NLP is the latest technology that is essentially used to translate human sentiments or their natural language. To improve business performance and cater to your target customers in a better way, it is crucial to analyze reviews and ratings of your products or services. In fact, companies are using various platforms to showcase their company profile and client reviews, to attract more business projects, and also employ talented professionals.
Natural Language Processing or NLP is used to gauge the predominant review text sentiment and use them in a more structured way. The unstructured data at various portals like customer emails, product reviews, support tickets, and social media, can be used to gain a better insight into customer sentiment and contribute to business profit. Organizations are eager to identify and extract specific useful context, which is otherwise hidden in the unstructured and vast textual swathes of data.
Mapping of Review Text Sentiments
Google’s TensorFlow is a widely used NLP framework that simplifies the process of acquiring useful data, training models, predicting accurate outputs, and delivering refined future results. Google Translate is the most widely used application of NLP in TensorFlow. AWS provides Amazon Comprehend, which is an NLP service used to find insights and relationships in a text.
Let us take an example of how a review text sentiment is mapped to the given points, using NLP.
Step 1: Find the data
Collect hundreds of reviews and their scores or ratings from different customers, on the products or services, using a simple GET request. Transform the review JSON data into a simple CSV file, and upload it.
Step 2: Setup
Specify the name and type of analysis using tools like AWS Comprehend or any other NLP framework. For example, we can choose Sentiment, Entities, phrases, or Language type analysis, for the review experiment.
Step 3: Input/ Output Location
Define the Input Source and Output location, to fetch the data and location where output is to be stored, respectively.
Step 4: Results Analysis
The process takes a short duration and the results are stored at the assigned location, with a predominant sentiment mentioned with each review. We can map these sentiments to, previously established ones, like positive, negative, or neutral sentiments.
The higher star ratings receive “positive” sentiments, whereas the lower star ratings receive “negative” sentiment, considering the text reviews.
Applications where NLP can be used for data review analysis
With industries moving to big data and using AI for improving their business performance, they use NLP for extracting the customer sentiments from the reviews and ratings shared by them. People have gone online for all their research related to products, services, apps, companies, etc. Positive sentiment helps them trust the product whereas negative sentiments can be used for business improvement. The use of NLP is increasing drastically to provide a quick, accurate, and smarter review process for improved business performance.

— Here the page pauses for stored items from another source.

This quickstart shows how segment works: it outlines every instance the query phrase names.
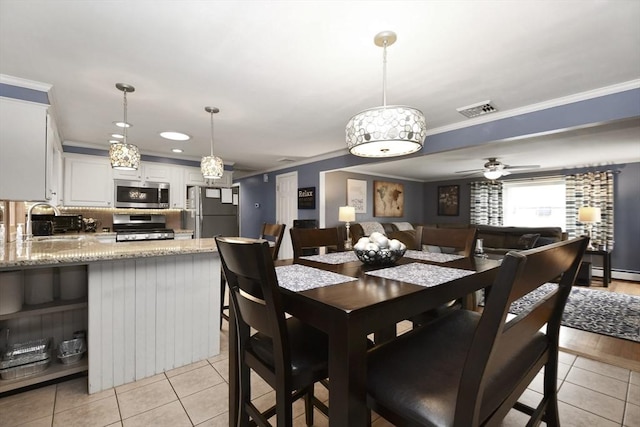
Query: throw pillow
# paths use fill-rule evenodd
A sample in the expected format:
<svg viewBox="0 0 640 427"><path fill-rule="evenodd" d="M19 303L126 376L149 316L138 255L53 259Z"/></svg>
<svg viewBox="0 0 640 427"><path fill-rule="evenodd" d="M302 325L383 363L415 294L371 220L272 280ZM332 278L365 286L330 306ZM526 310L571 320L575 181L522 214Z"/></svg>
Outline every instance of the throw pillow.
<svg viewBox="0 0 640 427"><path fill-rule="evenodd" d="M533 247L538 248L540 246L550 245L551 243L555 243L556 241L557 240L553 237L538 237L538 240Z"/></svg>
<svg viewBox="0 0 640 427"><path fill-rule="evenodd" d="M422 250L426 252L436 253L436 254L442 253L440 246L422 245Z"/></svg>
<svg viewBox="0 0 640 427"><path fill-rule="evenodd" d="M540 238L540 234L523 234L518 239L518 249L531 249Z"/></svg>
<svg viewBox="0 0 640 427"><path fill-rule="evenodd" d="M374 231L377 231L378 233L382 233L385 236L387 235L387 233L384 232L384 227L379 222L376 222L376 221L361 222L360 225L362 226L362 231L364 232L365 236L371 236L371 233L373 233Z"/></svg>
<svg viewBox="0 0 640 427"><path fill-rule="evenodd" d="M407 231L407 230L413 230L414 229L413 225L411 225L410 222L394 222L392 224L396 226L398 231Z"/></svg>

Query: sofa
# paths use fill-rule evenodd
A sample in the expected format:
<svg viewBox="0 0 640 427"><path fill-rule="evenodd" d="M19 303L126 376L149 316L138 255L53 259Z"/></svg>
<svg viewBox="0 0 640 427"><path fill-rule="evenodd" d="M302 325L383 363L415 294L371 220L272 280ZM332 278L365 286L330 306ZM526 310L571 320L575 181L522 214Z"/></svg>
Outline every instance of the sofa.
<svg viewBox="0 0 640 427"><path fill-rule="evenodd" d="M549 243L567 240L567 233L560 227L503 227L495 225L443 223L425 224L425 227L468 228L478 230L484 253L501 257L512 250L530 249Z"/></svg>
<svg viewBox="0 0 640 427"><path fill-rule="evenodd" d="M408 249L416 249L416 225L409 222L377 222L366 221L351 224L349 234L355 245L361 237L369 236L374 231L384 234L390 239L398 239Z"/></svg>
<svg viewBox="0 0 640 427"><path fill-rule="evenodd" d="M478 225L478 239L482 239L484 252L505 255L510 250L531 249L567 240L560 227L501 227Z"/></svg>

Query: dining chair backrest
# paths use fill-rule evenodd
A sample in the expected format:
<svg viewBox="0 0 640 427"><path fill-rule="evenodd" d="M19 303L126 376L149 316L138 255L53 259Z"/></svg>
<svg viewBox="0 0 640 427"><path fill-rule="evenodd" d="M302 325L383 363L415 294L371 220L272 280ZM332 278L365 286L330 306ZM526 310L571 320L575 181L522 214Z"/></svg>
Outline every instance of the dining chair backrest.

Let’s have a look at some of them.
NLP plays a great role to comprehend and analyze customer responses on the web and social media. It is helpful in analyzing the emotions and attitudes of the customers, who are commenting and sharing their opinions. NLP, along with statistical values assigned to text, like positive, negative, or neutral, can be used to identify the moods like happy, sad, annoyed, etc. Discovering the opinions, feelings, and emotions about specific service attributes to the business growth, build stronger brand perception, enhance the product, and provide a better customer experience.
2. SRS Documentation
The SRS or Software Requirement Specification Document is the first phase of the SDLC and elicits the user requirements, along with the functional, non-functional requirements and the technical aspects of the project. This is a critical document as it is shared with the clients to develop the right software according to the user’s requirements, the objects, methods, and attributes. At times, incompleteness, ambiguity, inconsistency, and redundancy in the SRS, can deteriorate the quality of SRS which can create ambiguity between the developer and the user, and hence this document needs to be very specific. Researchers suggest the use of NLP to simplify this process and develop a convenient methodology for programming systems to find out the names and details of classes directly from the SRS. A vast number of organizations are using them to develop better products and provide customer satisfaction.
3. Employee Review Data
Online employee reviews have great potential and sites like Glassdoor have transformed the way employees identify prospective employers. Around 70% of job seekers refer to Online reviews to find suitable jobs and organizations. Also, employers use online reviews for internal improvement, better management, and to create an improved work culture. There are broad categories that the employees have to rate across, like Senior management, work/life balance, culture and values, compensation and benefits, and career opportunities. Numerical ratings do not cater to the essence of these crucial parameters, and hence NLP plays a critical role in the analysis of reviews.
So, if you want to improve your business further and analyze the customer reviews in a more structured and useful manner, NLP provides the most accurate, smart, and advanced way for review analysis and relation extraction, using text mining or opinion mining. Sentiment Analysis for hundreds of reviews and for a large pool of descriptors is done effectively to get a quick review of your products or services.